Tujuannya apa? Di bagian inilah faktor Putin di Rusia bisa jadi masuk. 
Pasalnya, dengan ambiguitas konstruktif dalam pesan-pesan diplomatiknya, Xi 
akhirnya bisa mempertahankan fleksibilitas dalam menjalankan politik luar 
negerinya.

Seperti yang diketahui, hubungan pemerintahan Putin di Rusia dan Xi di Tiongkok 
disebut-sebut menjadi semakin erat. Bahkan, sejumlah pengamat dan pakar politik 
internasional menyebutkan bahwa hubungan dua negara ini memasuki hubungan 
tererat sepanjang sejarah Rusia-Tiongkok – mengingat keduanya sama-sama melihat 
AS sebagai ancaman.

Namun, bila benar Tiongkok dan Rusia memasuki masa keemasan dalam hubungan 
mereka, mengapa pemerintahan Xi masih merasa perlu untuk berbicara dengan 
Biden? Bukannya AS justru dianggap jadi ancaman bersama oleh Putin dan Xi?

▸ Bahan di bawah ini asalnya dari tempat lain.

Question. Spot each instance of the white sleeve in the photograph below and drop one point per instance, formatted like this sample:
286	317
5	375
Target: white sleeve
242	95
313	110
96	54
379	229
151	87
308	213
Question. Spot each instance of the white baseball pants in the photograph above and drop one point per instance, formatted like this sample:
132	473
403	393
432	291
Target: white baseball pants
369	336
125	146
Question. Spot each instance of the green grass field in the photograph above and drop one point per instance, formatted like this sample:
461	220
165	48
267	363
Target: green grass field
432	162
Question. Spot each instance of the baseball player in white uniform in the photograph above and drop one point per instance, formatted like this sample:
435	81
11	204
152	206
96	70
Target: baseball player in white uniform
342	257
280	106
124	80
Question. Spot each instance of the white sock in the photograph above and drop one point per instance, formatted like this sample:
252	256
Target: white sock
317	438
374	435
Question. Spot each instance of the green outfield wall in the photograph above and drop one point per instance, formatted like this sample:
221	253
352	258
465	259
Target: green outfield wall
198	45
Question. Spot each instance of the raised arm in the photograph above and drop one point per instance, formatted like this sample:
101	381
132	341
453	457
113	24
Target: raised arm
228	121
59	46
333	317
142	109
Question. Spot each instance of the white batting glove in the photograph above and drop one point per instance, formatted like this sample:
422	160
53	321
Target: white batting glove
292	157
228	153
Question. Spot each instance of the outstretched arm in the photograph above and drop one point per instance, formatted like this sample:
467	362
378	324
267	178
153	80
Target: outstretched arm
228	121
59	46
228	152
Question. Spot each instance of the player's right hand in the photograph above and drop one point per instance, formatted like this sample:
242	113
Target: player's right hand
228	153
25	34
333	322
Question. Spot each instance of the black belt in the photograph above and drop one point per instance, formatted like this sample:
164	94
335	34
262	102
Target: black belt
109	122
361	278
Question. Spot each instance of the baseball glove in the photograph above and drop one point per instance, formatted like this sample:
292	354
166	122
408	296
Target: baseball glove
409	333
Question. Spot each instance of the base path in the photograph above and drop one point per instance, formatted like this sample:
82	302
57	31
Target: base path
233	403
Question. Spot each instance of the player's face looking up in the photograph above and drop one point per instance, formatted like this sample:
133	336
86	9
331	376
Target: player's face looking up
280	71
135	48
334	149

Putin Ternyata Jadi Beban?
Tentu, politik luar negeri yang dijalankan oleh pemerintahan Xi perlu berbagai 
pertimbangan. Tentu, langkah yang diambil oleh Tiongkok untuk membangun kembali 
hubungan dengan AS bukan tanpa alasan.

Setidaknya, ada tiga kemungkinan alasan yang bisa saja membuat Xi ingin 
menjalin hubungan yang lebih baik dengan AS – setelah beberapa tahun ini 
mengalami ketegangan. Bagaimana pun juga, sebelum Presiden AS ke-45 Donald 
Trump menjabat pada tahun 2016 silam, Tiongkok berusaha menjaga hubungan 
baiknya agar tetap bisa membangkitkan ekonominya secara damai (peaceful rise).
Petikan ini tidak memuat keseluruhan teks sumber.